I realized that what Cindy Jordan may have found so disturbing is:

1. That some people, including Susan Burns, are approaching adoption in such a pragmatic, business-like, step-by-step fashion. For the natural mother, the process was highly emotionally charged and painful while it seems that for the adoptive parents, it was simply a business transaction to be conducted as efficiently as possible.

2. That instead of following her own advice regarding the respect and honesty that natural mothers deserve, and the importance of following through on the commitments and promises made, Susan Burns herself reneged on her own promises and unilaterally closed her daughter's adoption.

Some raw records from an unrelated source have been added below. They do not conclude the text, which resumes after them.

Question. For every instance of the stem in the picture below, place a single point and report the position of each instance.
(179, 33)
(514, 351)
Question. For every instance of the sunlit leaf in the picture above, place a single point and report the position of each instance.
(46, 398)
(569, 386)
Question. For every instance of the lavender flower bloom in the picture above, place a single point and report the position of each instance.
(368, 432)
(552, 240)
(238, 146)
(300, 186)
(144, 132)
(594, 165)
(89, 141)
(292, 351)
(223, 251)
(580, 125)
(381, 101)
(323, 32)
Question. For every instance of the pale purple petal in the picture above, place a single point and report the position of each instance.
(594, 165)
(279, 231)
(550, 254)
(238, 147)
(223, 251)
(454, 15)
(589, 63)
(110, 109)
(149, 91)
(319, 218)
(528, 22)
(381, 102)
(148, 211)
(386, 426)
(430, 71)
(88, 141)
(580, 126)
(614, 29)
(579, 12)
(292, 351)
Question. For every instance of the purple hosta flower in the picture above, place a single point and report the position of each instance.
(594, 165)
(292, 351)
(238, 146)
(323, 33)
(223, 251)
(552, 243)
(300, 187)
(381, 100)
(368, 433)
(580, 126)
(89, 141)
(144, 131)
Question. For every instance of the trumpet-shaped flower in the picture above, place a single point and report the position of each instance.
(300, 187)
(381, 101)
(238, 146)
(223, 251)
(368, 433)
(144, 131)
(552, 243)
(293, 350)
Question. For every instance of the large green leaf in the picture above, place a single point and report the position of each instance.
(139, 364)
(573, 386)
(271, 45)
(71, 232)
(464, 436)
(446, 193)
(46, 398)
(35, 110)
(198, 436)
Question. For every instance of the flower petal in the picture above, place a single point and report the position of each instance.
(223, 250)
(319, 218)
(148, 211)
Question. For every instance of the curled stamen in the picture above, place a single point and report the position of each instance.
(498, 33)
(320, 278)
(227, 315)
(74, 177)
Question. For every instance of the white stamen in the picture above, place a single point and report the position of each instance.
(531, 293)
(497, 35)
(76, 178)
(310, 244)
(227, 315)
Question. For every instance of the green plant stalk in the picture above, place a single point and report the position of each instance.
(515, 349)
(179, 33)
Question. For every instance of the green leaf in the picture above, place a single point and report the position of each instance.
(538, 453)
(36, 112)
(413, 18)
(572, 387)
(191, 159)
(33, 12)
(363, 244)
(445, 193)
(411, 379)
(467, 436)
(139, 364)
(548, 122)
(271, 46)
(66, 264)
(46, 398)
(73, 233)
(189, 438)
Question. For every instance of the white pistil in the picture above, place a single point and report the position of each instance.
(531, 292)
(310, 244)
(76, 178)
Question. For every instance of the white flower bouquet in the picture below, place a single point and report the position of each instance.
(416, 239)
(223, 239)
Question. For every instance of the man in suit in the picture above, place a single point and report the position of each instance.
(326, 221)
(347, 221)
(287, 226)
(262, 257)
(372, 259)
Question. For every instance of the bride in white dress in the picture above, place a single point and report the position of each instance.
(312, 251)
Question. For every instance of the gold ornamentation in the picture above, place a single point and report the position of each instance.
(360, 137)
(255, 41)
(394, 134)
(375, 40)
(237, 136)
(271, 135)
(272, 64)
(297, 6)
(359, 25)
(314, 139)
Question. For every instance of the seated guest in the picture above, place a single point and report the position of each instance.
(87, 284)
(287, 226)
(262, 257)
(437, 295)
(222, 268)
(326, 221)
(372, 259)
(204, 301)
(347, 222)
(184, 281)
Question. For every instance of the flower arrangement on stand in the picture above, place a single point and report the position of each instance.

When one considers this latter point, one begins to see the book, despite its innocuous appearance, as the kind of cynical action plan that unscrupulous would-be adopters are using to get what they want. It becomes more obvious that the book simply provides a description of what it takes to emerge a winner. Not said but understood nevertheless is that whatever the adoptive parents want to do after finalization is up to them. Susan Burns, like so many adoptive parents, chose to befriend an expectant mother investigating adoption for her baby knowing fully well that she would use the mother, then throw her away like yesterday's garbage once she had achieved her purpose.

If you are a pregnant woman who has made contact with prospective adopters, please remain at all times aware that the only reason these people are befriending you is that they want your baby. It seems obvious, but it is easy to lose sight of this point when you have these people surrounding you with attention at this difficult time in your life and being so nice to you. The development of a close friendship with you is part of a plan to further their personal agenda. They do this for two reasons:

  • They want to keep close tabs on you to monitor your ongoing commitment to go through with the planned adoption and, if they perceive some wavering, to step in with further enticements and/or reassurances.

  • They count on the fact that the closer you feel to them, the harder it will be for you to ultimately disappoint them.

    Please do not make the mistake of believing that they like you for yourself, that they truly care about your well-being and what you want, and that they have your best interests in mind. They do not. They are doing this because they want your baby. Remember: it's YOUR child and you do NOT owe them your baby, no matter how much support they provided to you during your pregnancy.